06/05/2026
One day last week I cried for hours! 😭 Distraught & overcome by emotions, I was inconsolable with all of the above thoughts in my mind.
It’s normal to have worries & stress. On this morning though, every thought, feeling and fear came all at once- while some are based on genuine concerns, others are irrational and not my usual mindset. I know people deal with far worse, but in the midst of emotional overwhelm, everything seems massive.
I’m usually pretty even keeled in the mood department, but that day I wasn’t myself and didn’t know what was happening.
One day I was inconsolable with sadness. The next day- calmer. Such is the power of hormones.
I didn’t know whether to post this- I feel vulnerable doing so, but I’m sharing because I know I’m not the only woman in her 40s who sometimes feels crazy, doesn’t feel like herself anymore & is struggling with her emotions, sleep & energy. I know I’m not the only mum who questions the job she’s doing, the only human who is looking at the world with utter horror and helplessness or alone in experiencing life’s stresses.

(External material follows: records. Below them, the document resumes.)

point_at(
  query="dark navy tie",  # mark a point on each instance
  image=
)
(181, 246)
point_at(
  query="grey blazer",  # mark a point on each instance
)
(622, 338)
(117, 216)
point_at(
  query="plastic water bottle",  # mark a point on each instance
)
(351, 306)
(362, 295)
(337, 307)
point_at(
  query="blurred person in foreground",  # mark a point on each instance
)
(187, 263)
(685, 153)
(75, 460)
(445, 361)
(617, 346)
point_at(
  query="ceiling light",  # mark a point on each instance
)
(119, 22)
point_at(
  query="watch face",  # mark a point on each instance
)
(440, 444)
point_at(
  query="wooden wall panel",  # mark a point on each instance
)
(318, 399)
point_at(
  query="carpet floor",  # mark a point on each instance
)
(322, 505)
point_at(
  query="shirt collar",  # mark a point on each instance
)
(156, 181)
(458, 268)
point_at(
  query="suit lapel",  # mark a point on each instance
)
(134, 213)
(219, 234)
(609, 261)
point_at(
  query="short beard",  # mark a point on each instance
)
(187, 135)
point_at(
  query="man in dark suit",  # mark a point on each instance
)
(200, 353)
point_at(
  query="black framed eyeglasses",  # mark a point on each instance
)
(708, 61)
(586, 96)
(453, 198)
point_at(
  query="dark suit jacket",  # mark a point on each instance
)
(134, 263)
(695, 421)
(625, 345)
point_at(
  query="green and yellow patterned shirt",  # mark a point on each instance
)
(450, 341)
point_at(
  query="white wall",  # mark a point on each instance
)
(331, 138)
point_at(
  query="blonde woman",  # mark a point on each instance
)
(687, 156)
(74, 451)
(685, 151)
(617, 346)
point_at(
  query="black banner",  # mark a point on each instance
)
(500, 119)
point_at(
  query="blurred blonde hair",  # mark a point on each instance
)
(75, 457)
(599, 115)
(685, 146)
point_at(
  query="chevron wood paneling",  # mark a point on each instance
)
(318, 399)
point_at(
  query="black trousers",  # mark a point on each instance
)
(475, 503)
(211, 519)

For the last few months I’ve had a growing anxiety in my chest, a tightness and racing heart and shortness of breath- like I’m on the edge of a panic attack. Out of the blue and not brought on by thoughts. It happens randomly, sometimes all day. I thought it was just something happening in my body due to my hormones but in hindsight, maybe the last year has taken a toll & my fluctuating hormones have taken it to the next level.
I have felt like I’m going crazy! I know I’m not, but it’s hard to look from an objective perspective when you’re in the midst of little sleep and big feelings. We give teenagers a break due to their hormones running wild, maybe us perimenopausal women need a bit of a break too?
We definitely need to be kinder to ourselves & we also need to educate ourselves on the many symptoms at this age- physical AND mental due to our hormones. I’ve been learning about it to best help my clients (and myself) & it’s still knocking me on my a$s, even with knowledge!!!
I thought I was going crazy. I am not.